Suburbicon: Bem-vindos ao Paraíso, sutileza não tem vez
Como o título sugere, Suburbicon se passa em um subúrbio – o arquétipo da comunidade verdejante e acolhedora, símbolo do “american way of life” –, em 1959. Em tom de fábula absurdista, a localidade é apresentada como a terra das oportunidades. Nota-se, porém, que há algo de podre no “reino da Dinamarca”, quando a primeira família de negros (os Myers) decide migrar para a região e é recebida com hostilidade. Subtrama esta que tem origem em um caso da vida real. O que gera cenas abomináveis de tão realistas, ainda mais para os momentos políticos em que EUA e Brasil vivem hoje. Assim, a produção é evidente ao reagir contra o governo Trump.
Em paralelo, a casa dos Lodge sofre uma invasão que resulta em uma tragédia. Uma aberração que é amplificada pelo comportamento “banana” do chefe dessa família. E o que tem início como um faz de conta infantil, se desenrola em uma espiral de acontecimentos lisérgicos. Banhados a sangue, claro.
Suburbicon: Bem-vindos ao Paraíso
Em sua sexta incursão como diretor, o astro George Clooney realiza aqui um filme sólido, autêntico e consciente de sua proposta. Além da abertura deslumbrante, que já dita parte dos tons da obra, toda a fotografia e figurino assumem a paleta ora pastel ora avermelhada. Com diálogos caricatos, esse drama é um verdadeiro humor negro. Isso tudo faz ainda mais sentido quando descobrimos que Suburbicon era um roteiro até então engavetado pelos irmãos Joel e Ethan Coen. E Clooney teve a coragem de ressuscitá-lo (em boa hora, por sinal). Por isso mesmo, para o bem ou para o mal, a assinatura do diretor acaba se diluindo por aqui. Afinal, este mais parece um típico longa dos Coen (do texto ao visual, das escolhas de enquadramento à edição etc).
Apesar de se tratar de um filme de época, toda discussão a respeito da “supremacia branca” e do individualismo não poderiam soar mais atuais (realizado tão brilhantemente no recente “Infiltrado na Klan“).
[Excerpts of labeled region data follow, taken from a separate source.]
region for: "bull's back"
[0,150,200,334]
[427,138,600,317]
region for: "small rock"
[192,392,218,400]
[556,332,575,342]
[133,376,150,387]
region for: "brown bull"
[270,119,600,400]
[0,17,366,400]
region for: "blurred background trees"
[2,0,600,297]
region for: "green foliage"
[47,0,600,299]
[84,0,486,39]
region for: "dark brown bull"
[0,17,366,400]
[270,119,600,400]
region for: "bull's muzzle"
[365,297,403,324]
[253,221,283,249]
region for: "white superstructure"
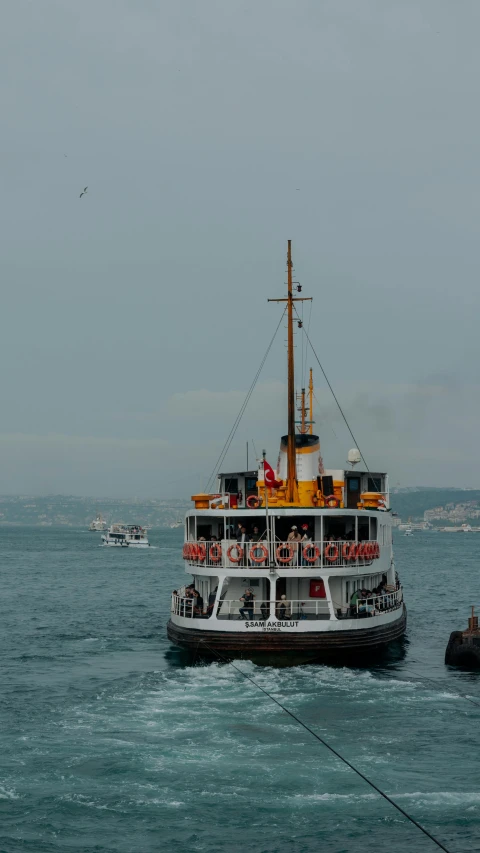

Mas o roteiro peca ao não correlacionar tão bem os Lodge com os Meyers. Eles moram um de frente para o outro. A família branca parece viver uma realidade à parte das atrocidades que vem ocorrendo com os demais. Dessa maneira, temos dois filmes em um, o que pode soar esquizofrênico em certo momento, mas funciona no escopo geral.
O elenco
Versátil, Matt Damon consegue mostrar uma persona difícil de engolir, sonsa até o talo e responsável pelas principais reviravoltas da trama. Julianne Moore faz aqui dois papéis, com seu típico cinismo, mais bem-vindo do que nunca na proposta. Oscar Isaac tem a melhor entrega, com um sujeito super sagaz. Glenn Fleshler (que já havia nos apavorado na primeira temporada de True Detective) e Alex Hassell (que estará no futuro live-action de Cowboy Bebop) são versões realistas e honestamente aterrorizantes daqueles invasores de lar vistos em Esqueceram de Mim, em um elenco ainda bem servido com as canastrices de Jack Conley, a amabilidade de Gary Basaraba e a paciência estratosférica de Karimah Westbrook.
No meio de tanta crueza, as crianças Noah Jupe (praticamente o protagonista) e Tony Espinosa, guardam talento de sobra e uma pureza necessária para equilibrar o jogo.
Sutileza, aliás, não é a palavra da vez neste filme. Tudo é elevado a níveis absurdos, mas não irreais. O que serve à premissa no sentido de escancarar as mazelas da sociedade sem filtros. Revelando então o lado podre de uma comunidade, que na verdade representa parte de uma nação. Mas a história, assim como a vida, tem seu próprio jeito de punir os mal intencionados: com a velha e boa causa e consequência.